Xi sets out priorities for foreign policy
Maintaining a stable environment among neighbours is priority, says president
President Xi Jinping called for a comprehensive strategy to engage China's neighbours as he laid down foreign policy directions at a two-day conference that ended yesterday.
The conference was chaired by Premier Li Keqiang and attended by party elite from all levels along with chiefs from the central bank, key financial institutes and state-owned enterprises. The State Council's Hong Kong and Macau Affairs Office director Wang Guangya was also present.
A conference on such a scale is rare and signals the top leadership's determination to push for a broad, all-embracing approach to improving China's ties with its neighbours, observers say. By asking so many leaders from different levels to attend, Xi was showing he wanted a more co-ordinated and comprehensive effort among state departments to push for the goal.

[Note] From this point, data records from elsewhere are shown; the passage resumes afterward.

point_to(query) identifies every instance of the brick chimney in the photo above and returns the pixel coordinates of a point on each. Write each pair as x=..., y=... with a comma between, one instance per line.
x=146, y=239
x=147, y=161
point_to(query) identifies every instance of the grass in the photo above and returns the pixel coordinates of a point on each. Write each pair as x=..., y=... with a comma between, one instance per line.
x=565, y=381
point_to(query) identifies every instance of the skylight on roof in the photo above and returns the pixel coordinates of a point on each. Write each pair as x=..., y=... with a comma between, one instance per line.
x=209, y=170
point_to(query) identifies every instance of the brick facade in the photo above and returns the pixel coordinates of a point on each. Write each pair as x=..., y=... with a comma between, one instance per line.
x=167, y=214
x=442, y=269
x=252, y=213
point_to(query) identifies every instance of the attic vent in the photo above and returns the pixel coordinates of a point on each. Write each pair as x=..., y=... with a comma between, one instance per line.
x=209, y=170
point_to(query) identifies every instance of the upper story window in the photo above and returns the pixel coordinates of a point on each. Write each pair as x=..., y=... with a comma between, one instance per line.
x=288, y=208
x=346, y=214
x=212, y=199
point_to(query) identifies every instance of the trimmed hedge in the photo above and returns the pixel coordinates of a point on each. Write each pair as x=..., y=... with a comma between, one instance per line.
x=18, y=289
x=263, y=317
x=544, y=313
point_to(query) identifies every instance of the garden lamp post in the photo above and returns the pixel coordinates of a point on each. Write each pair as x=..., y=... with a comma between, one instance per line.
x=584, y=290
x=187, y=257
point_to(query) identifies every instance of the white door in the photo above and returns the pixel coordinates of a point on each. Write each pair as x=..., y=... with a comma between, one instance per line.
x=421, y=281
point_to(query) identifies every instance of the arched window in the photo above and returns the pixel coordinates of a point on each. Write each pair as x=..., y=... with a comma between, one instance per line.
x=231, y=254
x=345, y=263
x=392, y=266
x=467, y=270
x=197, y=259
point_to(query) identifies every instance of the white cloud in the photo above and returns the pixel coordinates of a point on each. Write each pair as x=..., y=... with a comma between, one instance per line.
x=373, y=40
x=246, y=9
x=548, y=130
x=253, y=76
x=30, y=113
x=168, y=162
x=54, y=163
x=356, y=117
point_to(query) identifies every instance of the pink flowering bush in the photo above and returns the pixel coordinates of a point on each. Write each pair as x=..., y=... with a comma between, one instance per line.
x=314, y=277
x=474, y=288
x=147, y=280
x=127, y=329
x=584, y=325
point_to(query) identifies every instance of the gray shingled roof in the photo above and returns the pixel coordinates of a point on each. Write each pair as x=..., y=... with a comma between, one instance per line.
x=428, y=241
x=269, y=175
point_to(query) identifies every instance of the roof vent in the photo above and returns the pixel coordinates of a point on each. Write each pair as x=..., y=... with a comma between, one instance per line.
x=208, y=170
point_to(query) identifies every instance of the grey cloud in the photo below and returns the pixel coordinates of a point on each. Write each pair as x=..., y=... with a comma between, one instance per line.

Both Xi and Li have stepped up their regional manoeuvres in recent weeks amid growing tensions over territorial disputes. Xi has visited Indonesia and Malaysia, and Li has been to Brunei, Thailand and Vietnam.
In the conference, Xi said China should proactively improve ties with neighbouring countries "strategically important to China".
"Maintaining a peaceful and stable environment among our neighbours should be the aim of our diplomacy," he was quoted as saying by state-run CCTV.
Maintaining ties with neighbouring countries was key to the "renaissance of the Chinese nation", and both economic and security co-operation should be stepped up with these countries.
Xi reiterated his proposal to build a "maritime silk road" and tighten infrastructure connections with Southeast Asia.
"China's development will be better integrated with its neighbours, and we will seek mutual development with them," Xi said.
Diplomatic priorities have been reshaped since the new leadership was installed in March.
Professor Su Hao of the China Foreign Affairs University said the attendance of representatives from a wide spectrum of institutions indicated that Beijing wanted all parties involved in diplomacy to look in one direction.
In addition to the Foreign Ministry, a number of agencies, such as the Ministry of Commerce and the central bank, are involved in dealing with other nations. Su said the mainland's diplomatic efforts were sometimes hampered because these agencies "do things in their own way".
"It is not sufficient if only the Foreign Affairs Ministry adhere to the directive. Other agencies should also bear that in mind," Su said. "This high-level directive by Xi is an indication that these agencies should work together."